Exclude results from DBpedia SPARQL query based on URI prefix
How can I excluding a group of concepts when using the DBpedia SPARQL endpoint? I'm using the following basic query to get a list of concepts:
SELECT DISTINCT ?concept
WHERE {
?x a ?concept
}
LIMIT 100
SPARQL Results
This gives me a list of 100 concepts. I want to exclude all the concepts that fall into the YAGO class/group (i.e., whose IRIs begin with http://dbpedia.org/class/yago/
). I can filter out individual concepts like this:
SELECT DISTINCT ?concept
WHERE {
?x a ?concept
FILTER (?concept != <http://dbpedia.org/class/yago/1950sScienceFictionFilms>)
}
LIMIT 100
SPARQL Results
But what I can't seem to understand is how to exclude all YAGO sub-classes from my results?
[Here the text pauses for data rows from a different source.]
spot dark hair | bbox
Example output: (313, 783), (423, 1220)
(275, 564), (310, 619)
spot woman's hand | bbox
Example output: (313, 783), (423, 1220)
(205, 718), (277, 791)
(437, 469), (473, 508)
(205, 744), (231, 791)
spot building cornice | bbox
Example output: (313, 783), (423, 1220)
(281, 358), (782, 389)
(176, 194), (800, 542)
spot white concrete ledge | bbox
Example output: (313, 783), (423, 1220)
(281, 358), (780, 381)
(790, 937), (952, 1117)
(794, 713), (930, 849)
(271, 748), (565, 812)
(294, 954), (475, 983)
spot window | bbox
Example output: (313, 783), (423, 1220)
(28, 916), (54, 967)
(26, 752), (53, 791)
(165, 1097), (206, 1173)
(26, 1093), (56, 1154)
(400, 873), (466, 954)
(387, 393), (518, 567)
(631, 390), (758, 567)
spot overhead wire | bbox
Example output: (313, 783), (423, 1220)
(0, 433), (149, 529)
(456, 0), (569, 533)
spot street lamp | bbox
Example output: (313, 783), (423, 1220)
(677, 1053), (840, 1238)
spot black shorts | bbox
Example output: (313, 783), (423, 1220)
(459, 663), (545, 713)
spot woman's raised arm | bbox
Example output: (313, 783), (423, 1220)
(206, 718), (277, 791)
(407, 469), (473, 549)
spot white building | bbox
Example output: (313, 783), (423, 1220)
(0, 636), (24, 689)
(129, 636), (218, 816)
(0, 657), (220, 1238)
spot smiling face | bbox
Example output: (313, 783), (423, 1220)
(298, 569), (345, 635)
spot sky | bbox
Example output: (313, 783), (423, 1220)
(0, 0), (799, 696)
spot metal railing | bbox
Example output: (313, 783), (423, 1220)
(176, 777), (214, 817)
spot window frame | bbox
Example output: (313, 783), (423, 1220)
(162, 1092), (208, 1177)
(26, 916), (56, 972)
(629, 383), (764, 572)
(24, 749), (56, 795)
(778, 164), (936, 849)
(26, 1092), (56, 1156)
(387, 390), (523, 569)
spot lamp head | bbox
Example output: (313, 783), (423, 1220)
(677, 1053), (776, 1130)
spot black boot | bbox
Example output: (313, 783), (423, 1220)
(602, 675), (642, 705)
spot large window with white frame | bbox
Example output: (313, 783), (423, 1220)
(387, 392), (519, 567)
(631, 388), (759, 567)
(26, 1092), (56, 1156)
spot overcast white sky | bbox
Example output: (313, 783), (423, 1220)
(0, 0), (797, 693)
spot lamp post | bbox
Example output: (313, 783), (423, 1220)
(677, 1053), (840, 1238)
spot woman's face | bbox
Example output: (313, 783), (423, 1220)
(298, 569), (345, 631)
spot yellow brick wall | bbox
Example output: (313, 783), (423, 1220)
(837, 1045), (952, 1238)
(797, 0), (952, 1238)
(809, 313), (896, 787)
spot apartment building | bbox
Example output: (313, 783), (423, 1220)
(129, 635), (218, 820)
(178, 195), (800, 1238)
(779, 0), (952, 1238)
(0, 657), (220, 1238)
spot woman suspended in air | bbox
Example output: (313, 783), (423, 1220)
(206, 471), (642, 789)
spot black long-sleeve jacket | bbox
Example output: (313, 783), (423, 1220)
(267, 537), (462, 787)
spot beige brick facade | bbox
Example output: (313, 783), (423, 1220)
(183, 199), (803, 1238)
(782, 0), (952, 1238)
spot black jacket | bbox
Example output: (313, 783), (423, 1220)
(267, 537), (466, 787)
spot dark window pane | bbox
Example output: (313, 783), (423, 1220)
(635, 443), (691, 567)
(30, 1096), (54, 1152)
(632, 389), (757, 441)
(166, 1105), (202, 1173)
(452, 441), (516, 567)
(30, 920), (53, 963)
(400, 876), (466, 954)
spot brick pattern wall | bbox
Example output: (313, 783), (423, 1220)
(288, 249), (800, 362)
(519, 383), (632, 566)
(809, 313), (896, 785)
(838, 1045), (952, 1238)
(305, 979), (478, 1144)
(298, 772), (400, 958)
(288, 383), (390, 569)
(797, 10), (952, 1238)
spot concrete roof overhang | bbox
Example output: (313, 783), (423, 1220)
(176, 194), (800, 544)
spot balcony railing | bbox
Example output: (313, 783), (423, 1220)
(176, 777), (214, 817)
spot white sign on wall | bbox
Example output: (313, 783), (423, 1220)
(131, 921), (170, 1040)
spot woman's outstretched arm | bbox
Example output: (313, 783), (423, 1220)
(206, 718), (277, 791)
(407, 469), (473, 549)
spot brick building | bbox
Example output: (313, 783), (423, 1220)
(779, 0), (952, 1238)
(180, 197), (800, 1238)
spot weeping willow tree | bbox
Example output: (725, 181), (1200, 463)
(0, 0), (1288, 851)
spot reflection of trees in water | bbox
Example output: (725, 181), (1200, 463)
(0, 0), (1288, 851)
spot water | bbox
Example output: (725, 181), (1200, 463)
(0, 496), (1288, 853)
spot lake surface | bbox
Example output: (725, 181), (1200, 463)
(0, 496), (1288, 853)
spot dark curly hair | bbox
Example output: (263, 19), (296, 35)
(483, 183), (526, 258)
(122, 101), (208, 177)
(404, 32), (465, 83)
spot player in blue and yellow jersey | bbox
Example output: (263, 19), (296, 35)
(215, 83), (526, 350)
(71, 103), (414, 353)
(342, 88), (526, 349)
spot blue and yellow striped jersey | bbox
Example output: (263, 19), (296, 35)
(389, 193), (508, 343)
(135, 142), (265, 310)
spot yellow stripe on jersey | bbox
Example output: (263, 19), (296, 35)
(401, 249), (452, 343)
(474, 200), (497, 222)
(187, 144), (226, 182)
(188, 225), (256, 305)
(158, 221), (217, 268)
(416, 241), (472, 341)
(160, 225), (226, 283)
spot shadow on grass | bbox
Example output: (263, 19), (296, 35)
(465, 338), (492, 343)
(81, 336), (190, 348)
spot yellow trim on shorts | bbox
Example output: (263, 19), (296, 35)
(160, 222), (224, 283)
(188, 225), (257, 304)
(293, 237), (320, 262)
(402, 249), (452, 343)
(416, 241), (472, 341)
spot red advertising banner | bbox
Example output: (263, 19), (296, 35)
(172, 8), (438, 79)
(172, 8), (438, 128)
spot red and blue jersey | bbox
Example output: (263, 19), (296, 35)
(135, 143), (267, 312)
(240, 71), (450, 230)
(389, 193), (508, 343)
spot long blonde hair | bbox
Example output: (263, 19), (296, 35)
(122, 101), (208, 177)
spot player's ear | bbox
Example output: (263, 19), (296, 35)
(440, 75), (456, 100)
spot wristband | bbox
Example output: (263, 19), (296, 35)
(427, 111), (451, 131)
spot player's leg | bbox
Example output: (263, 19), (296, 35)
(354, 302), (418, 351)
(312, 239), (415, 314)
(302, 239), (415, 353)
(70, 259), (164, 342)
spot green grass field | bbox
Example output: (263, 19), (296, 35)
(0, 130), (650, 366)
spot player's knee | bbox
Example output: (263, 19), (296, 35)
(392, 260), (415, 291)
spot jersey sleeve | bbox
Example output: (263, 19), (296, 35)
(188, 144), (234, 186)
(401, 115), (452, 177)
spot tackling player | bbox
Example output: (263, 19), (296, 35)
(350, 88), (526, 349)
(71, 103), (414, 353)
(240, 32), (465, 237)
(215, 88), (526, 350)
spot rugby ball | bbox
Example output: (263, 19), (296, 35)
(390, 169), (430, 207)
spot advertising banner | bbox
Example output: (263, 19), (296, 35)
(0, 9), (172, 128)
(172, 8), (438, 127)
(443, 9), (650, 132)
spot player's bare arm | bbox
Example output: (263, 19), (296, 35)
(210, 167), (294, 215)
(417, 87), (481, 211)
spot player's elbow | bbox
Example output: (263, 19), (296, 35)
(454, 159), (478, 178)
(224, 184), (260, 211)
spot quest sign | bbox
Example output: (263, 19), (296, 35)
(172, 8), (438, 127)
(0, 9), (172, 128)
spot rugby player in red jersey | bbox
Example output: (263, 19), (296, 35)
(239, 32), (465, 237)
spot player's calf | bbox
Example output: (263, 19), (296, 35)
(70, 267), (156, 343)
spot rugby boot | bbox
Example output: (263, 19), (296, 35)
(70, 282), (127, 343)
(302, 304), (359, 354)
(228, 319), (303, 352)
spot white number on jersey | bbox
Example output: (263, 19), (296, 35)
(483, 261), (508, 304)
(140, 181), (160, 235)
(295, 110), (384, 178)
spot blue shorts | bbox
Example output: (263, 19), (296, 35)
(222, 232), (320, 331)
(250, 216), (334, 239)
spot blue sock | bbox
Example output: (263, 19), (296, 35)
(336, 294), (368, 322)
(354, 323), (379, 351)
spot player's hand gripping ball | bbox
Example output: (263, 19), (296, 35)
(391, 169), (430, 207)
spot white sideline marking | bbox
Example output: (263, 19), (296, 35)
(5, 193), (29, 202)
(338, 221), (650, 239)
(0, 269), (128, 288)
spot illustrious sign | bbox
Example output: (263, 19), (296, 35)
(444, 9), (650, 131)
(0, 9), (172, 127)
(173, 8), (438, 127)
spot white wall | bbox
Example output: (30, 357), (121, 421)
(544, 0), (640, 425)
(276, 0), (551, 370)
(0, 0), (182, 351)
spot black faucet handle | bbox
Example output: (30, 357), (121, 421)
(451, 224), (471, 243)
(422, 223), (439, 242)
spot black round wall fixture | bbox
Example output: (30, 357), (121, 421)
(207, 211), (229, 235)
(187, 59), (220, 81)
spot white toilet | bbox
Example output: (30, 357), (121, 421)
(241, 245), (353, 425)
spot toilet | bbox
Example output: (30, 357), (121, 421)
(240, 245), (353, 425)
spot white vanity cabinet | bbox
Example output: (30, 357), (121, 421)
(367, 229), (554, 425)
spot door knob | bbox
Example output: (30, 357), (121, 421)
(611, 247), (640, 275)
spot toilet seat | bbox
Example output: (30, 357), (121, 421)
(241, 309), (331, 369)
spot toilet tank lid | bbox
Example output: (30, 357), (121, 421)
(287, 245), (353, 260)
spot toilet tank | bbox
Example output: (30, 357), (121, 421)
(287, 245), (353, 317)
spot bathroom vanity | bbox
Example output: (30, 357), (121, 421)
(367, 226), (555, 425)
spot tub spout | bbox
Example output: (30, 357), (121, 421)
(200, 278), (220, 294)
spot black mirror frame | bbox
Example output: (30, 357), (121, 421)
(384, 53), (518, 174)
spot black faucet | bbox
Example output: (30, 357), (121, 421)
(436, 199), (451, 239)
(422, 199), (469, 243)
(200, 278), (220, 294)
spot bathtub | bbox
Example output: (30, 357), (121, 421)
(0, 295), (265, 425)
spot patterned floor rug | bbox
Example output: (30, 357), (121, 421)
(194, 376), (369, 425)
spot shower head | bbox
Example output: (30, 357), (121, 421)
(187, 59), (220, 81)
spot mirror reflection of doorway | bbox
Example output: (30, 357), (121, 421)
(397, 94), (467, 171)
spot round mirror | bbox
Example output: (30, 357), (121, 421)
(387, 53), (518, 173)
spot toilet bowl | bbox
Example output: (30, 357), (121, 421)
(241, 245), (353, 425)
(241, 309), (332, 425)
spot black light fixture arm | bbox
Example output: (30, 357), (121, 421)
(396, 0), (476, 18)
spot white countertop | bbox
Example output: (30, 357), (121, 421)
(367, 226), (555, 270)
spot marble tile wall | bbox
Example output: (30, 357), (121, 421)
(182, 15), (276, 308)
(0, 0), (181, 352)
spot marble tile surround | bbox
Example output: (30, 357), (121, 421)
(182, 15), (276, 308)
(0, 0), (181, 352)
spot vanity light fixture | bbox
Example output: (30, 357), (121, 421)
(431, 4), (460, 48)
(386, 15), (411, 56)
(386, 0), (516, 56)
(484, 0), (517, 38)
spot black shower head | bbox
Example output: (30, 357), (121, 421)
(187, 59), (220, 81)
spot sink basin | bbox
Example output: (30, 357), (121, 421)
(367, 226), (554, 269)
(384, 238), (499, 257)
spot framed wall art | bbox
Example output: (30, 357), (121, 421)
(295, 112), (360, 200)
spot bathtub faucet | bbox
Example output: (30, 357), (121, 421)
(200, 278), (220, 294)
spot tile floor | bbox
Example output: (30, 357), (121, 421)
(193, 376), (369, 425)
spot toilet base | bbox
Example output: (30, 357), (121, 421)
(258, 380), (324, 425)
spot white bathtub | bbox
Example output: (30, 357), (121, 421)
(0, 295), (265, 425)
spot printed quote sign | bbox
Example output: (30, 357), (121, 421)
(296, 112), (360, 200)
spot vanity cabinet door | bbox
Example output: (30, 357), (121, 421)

I tried using a *
like this but this didn't achieve anything:
FILTER (?concept != <http://dbpedia.org/class/yago/*>)
Update:
This query with regex
seems to do the trick, but it's really, really slow and ugly. I'm really looking forward to a better alternative.
SELECT DISTINCT ?type WHERE {
[] a ?type
FILTER( regex(str(?type), "^(?!http://dbpedia.org/class/yago/).+"))
}
ORDER BY ASC(?type)
LIMIT 10
Solution 1:
It might seem a little awkward, but your comment about casting to a string and doing some string-based checks is probably on the right track. You can do it a little bit more efficiently using the SPARQL 1.1 function strstarts
:
SELECT DISTINCT ?concept
WHERE {
?x a ?concept
FILTER ( !strstarts(str(?concept), "http://dbpedia.org/class/yago/") )
}
LIMIT 100
SPARQL Results
The other alternative would be to find a top level YAGO class, and to exclude those concepts that are rdfs:subClassOf
that top level class. This would probably be a better solution in the long run (since it doesn't require casting to strings, and it's based on graph structure). Unfortunately, it doesn't look like there is a single top level YAGO class comparable to owl:Thing
. I just downloaded the YAGO type hierarchy from DBpedia's download page and ran this query, which asks for classes with no superclasses, against it:
prefix rdfs: <http://www.w3.org/2000/01/rdf-schema#>
select distinct ?root where {
[] rdfs:subClassOf ?root
filter not exists { ?root rdfs:subClassOf ?superRoot }
}
and I got these nine results:
----------------------------------------------------------------
| root |
================================================================
| <http://dbpedia.org/class/yago/YagoLegalActorGeo> |
| <http://dbpedia.org/class/yago/WaterNymph109550125> |
| <http://dbpedia.org/class/yago/PhysicalEntity100001930> |
| <http://dbpedia.org/class/yago/Abstraction100002137> |
| <http://dbpedia.org/class/yago/YagoIdentifier> |
| <http://dbpedia.org/class/yago/YagoLiteral> |
| <http://dbpedia.org/class/yago/YagoPermanentlyLocatedEntity> |
| <http://dbpedia.org/class/yago/Thing104424418> |
| <http://dbpedia.org/class/yago/Dryad109551040> |
----------------------------------------------------------------
Given that the YAGO concepts aren't quite as structured as some of the others, it looks like the string based approach may be the best in this case. However, if you wanted to, you could do the a non-string-based query like this, which asks for 100 concepts, excluding those which have one of those nine results as a superclass:
select distinct ?concept where {
[] a ?concept .
filter not exists {
?concept rdfs:subClassOf* ?super .
values ?super {
yago:YagoLegalActorGeo
yago:WaterNymph109550125
yago:PhysicalEntity100001930
yago:Abstraction100002137
yago:YagoIdentifier
yago:YagoLiteral
yago:YagoPermanentlyLocatedEntity
yago:Thing104424418
yago:Dryad109551040
}
}
}
limit 100
SPARQL Results
I'm not sure which ends up being faster. The first requires a conversion to string, and the strstarts
, if implemented in a naïve fashion, has to consume http://dbpedia.org/class/
in each concept before something is a mismatch. The second requires nine comparisons that, if IRIs are interned, are just object identity checks. It's a an interesting question for further investigation.